Government investment is expected to account for up to 400 billion yuan of total AI spending on the mainland, according to the BofA report published earlier this month. China’s major internet companies, meanwhile, are projected to contribute as much as 172 billion yuan.

Spending attributed by BofA to the country’s large telecommunications network operators and special-purpose bonds makes up the rest of the forecast AI capex.

The predicted surge in China’s AI spending in 2025 reflects the heightened enthusiasm for the technology on the mainland on the back of DeepSeek’s success.

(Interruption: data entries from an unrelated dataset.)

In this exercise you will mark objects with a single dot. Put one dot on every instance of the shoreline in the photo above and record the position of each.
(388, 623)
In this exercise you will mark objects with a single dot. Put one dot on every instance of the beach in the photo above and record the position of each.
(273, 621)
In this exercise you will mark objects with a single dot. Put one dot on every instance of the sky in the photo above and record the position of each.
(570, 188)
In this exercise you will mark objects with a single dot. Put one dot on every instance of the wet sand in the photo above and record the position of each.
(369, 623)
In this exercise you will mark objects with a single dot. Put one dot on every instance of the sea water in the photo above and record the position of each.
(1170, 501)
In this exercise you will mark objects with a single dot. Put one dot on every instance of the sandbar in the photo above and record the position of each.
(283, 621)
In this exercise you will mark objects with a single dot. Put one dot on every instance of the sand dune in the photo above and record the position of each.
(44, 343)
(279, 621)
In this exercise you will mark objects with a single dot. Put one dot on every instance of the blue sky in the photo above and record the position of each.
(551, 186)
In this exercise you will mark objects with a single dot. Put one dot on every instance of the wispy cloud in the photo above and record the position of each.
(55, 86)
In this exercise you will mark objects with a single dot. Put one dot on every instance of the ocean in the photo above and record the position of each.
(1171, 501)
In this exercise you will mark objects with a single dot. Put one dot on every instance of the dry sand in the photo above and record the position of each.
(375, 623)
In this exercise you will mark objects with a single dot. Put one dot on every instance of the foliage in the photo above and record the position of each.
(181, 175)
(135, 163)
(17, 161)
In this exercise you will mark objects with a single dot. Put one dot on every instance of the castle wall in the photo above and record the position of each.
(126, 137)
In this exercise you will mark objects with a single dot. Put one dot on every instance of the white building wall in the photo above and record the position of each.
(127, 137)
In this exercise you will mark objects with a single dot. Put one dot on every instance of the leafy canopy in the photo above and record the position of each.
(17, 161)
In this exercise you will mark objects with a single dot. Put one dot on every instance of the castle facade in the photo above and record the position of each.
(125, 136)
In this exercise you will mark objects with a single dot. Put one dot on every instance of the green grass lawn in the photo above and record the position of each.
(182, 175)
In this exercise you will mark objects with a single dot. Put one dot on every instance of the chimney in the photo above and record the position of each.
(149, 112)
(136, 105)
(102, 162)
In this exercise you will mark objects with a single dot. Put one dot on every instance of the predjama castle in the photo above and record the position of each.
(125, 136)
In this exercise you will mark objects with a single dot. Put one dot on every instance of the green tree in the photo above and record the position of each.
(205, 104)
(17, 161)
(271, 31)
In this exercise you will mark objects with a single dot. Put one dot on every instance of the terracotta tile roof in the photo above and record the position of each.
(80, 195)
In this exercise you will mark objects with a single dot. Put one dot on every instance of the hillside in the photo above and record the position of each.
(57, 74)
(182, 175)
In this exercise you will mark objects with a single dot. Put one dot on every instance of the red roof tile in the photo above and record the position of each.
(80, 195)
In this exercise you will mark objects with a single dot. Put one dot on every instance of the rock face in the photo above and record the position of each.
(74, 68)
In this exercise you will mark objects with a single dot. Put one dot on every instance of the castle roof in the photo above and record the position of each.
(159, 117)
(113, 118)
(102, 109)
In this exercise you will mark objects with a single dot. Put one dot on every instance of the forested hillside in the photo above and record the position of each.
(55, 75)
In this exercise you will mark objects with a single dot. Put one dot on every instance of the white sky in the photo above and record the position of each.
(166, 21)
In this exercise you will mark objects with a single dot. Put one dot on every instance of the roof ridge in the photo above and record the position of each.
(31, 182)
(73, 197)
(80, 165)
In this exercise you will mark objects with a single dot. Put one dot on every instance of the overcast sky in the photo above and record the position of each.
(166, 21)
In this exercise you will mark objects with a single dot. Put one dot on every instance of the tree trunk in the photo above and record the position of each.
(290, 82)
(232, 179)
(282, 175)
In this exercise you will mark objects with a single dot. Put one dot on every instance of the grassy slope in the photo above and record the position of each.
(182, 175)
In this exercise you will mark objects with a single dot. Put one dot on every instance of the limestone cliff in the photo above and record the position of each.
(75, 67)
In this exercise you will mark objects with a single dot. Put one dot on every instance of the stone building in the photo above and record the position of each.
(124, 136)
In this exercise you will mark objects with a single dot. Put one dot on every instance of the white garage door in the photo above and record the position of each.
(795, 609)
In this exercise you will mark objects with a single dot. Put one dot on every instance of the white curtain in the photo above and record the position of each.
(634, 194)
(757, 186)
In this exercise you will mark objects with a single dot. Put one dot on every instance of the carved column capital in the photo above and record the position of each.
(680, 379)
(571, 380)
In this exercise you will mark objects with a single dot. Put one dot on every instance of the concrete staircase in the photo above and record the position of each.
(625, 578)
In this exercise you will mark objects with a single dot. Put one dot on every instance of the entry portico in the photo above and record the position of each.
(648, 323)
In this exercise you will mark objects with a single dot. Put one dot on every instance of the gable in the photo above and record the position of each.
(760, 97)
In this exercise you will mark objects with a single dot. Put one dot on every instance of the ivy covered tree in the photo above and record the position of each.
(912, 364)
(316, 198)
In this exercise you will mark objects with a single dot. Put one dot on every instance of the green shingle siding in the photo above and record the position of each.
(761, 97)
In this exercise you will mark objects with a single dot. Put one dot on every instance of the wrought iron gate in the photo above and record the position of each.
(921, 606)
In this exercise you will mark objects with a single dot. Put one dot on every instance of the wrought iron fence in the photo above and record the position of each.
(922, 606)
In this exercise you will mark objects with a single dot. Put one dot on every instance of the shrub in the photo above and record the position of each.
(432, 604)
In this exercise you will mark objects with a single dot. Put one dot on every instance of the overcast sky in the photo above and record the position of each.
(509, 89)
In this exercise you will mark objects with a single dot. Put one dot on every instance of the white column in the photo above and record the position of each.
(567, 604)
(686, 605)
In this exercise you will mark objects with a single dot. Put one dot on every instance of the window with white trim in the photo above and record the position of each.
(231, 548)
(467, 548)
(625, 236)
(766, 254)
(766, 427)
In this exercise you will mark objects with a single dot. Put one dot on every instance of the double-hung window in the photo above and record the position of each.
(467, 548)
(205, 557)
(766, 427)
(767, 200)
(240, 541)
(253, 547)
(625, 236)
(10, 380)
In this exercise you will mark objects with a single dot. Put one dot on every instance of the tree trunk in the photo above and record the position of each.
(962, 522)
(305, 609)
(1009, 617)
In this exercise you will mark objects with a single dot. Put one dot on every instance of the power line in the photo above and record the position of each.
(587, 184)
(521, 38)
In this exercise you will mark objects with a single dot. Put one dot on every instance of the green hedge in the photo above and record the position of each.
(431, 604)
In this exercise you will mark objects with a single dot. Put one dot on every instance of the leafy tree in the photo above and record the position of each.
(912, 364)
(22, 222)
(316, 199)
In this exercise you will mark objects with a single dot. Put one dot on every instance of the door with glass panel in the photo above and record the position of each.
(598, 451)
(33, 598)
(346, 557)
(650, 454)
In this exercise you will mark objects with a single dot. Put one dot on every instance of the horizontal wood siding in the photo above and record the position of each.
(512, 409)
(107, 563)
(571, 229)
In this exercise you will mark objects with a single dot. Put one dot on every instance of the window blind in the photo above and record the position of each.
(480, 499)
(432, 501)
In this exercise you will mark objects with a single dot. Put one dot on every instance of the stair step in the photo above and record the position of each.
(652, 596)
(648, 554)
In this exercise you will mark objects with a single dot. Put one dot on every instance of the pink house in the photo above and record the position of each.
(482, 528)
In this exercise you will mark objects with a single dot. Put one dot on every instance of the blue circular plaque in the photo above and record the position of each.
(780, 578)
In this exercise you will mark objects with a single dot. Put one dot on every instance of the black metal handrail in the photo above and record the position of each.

The Hangzhou-based start-up generated worldwide attention earlier this year after consecutively releasing two advanced open-source AI models, V3 and R1, developed at a fraction of the cost and computing power that major tech firms typically require for large language model (LLM) projects. LLM refers to the technology underpinning generative AI services such as ChatGPT.
Following DeepSeek’s accomplishment, Chinese Big Tech companies, including Alibaba Group Holding and Tencent Holdings, announced plans for increased AI investments, BofA’s Zhao said. Alibaba owns the South China Morning Post.